Saving hundreds of acres in the Western Everglades was the topic of Oct. 30 biodiversity lecture
Conserving wetlands and endangered wood stork habitat in the Western Everglades was the topic of Stetson University College of Law’s Edward and Bonnie Foreman Biodiversity Lecture on Oct. 30. The lecture by Jan Goldman-Carter, National Wildlife Federation wetlands and water resources counsel, was the last in the series this semester at Stetson Law in Gulfport.
Goldman-Carter outlined how she worked with conservation groups for nearly a decade to save hundreds of acres of wetlands and wood stork habitat in the Cocohatchee Slough, flowing from the Audubon Corkscrew Swamp Sanctuary in the Western Everglades. The Audubon Corkscrew Swamp Sanctuary in the Naples area is the largest wood stork rookery in the U.S.

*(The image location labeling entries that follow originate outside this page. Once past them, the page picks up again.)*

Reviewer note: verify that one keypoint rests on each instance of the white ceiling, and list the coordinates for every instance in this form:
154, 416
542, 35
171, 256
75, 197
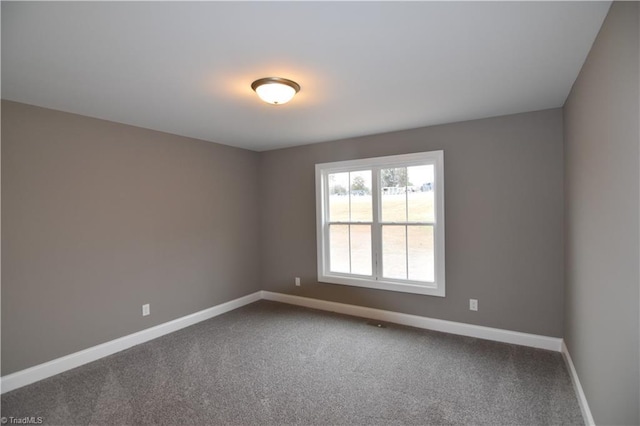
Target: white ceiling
364, 67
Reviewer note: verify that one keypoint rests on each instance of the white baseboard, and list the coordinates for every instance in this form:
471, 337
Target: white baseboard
582, 399
481, 332
59, 365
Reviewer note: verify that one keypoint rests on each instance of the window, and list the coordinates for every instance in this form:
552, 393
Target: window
381, 223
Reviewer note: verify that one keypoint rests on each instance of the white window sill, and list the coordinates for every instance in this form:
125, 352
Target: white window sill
418, 288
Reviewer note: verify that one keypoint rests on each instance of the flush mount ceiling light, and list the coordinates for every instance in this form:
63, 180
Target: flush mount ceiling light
275, 90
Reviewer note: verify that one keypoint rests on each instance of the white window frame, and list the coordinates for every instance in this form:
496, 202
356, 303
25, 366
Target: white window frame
376, 280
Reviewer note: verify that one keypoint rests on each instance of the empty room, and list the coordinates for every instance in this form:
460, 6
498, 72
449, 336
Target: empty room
320, 213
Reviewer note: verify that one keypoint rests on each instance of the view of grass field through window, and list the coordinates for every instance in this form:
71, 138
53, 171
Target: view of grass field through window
406, 210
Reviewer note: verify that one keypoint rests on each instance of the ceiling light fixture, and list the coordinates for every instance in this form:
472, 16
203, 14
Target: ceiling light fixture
275, 90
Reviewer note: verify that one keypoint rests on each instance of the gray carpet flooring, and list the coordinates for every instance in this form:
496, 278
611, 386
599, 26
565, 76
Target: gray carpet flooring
275, 364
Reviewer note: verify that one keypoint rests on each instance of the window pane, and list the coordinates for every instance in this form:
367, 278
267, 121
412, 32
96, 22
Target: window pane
394, 252
420, 193
361, 249
361, 207
338, 197
393, 187
420, 259
339, 248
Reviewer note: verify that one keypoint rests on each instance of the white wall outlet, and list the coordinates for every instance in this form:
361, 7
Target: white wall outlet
473, 304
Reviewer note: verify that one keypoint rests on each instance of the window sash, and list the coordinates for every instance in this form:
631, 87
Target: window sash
377, 279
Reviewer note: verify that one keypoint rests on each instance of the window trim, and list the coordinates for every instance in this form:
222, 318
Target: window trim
375, 163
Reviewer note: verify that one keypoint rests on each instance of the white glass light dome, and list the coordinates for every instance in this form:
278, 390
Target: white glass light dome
275, 90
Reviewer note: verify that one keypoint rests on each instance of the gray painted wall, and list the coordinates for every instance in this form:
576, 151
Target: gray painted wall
503, 209
602, 219
99, 218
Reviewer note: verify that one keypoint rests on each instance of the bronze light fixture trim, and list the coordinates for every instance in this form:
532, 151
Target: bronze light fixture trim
275, 90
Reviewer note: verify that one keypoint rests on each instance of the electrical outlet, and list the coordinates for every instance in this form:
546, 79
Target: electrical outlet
473, 304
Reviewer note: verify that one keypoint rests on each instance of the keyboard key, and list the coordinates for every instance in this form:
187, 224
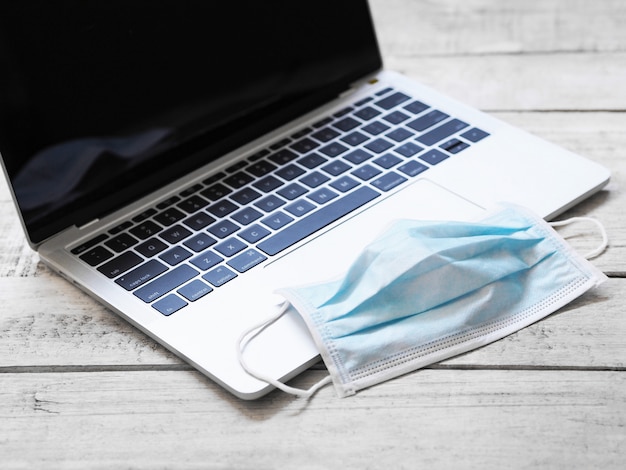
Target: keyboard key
281, 143
313, 180
317, 220
247, 215
88, 244
412, 168
355, 138
230, 247
399, 135
379, 145
258, 155
141, 275
199, 221
175, 255
428, 120
290, 172
175, 234
474, 134
343, 112
416, 107
441, 132
121, 242
254, 233
96, 255
166, 283
344, 184
311, 161
322, 122
299, 208
223, 228
325, 135
238, 166
334, 149
206, 260
367, 113
121, 227
388, 181
193, 204
336, 167
392, 100
454, 146
366, 172
189, 191
169, 216
346, 124
222, 208
375, 128
120, 265
270, 203
387, 161
151, 247
277, 220
195, 290
219, 276
433, 156
282, 157
214, 178
246, 260
396, 117
384, 91
218, 191
146, 230
408, 149
245, 196
322, 196
305, 145
261, 168
267, 184
199, 242
144, 215
238, 180
292, 191
170, 304
168, 202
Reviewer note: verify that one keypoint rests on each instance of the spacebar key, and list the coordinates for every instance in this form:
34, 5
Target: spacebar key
317, 220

“We’re losing these areas because of development,” said Goldman-Carter.
When developers wanted to build a golf course community that threatened 1100 acres of wetlands including critical endangered wood stork habitat, five conservation groups including the NWF worked successfully to save hundreds of acres.
Goldman-Carter said that the key ingredients of the successful conservation effort included solid science and public information, a strong legal framework, scientific expertise, and solid partnerships with local landowners, the news media, environmental watchdogs and grassroots advocates.
Stetson’s Edward and Bonnie Foreman Biodiversity Lecture Series brings leading experts to campus to speak on a range of environmental topics. The lecture series is co-sponsored by Stetson’s Institute for Biodiversity Law and Policy and is free and open to the public.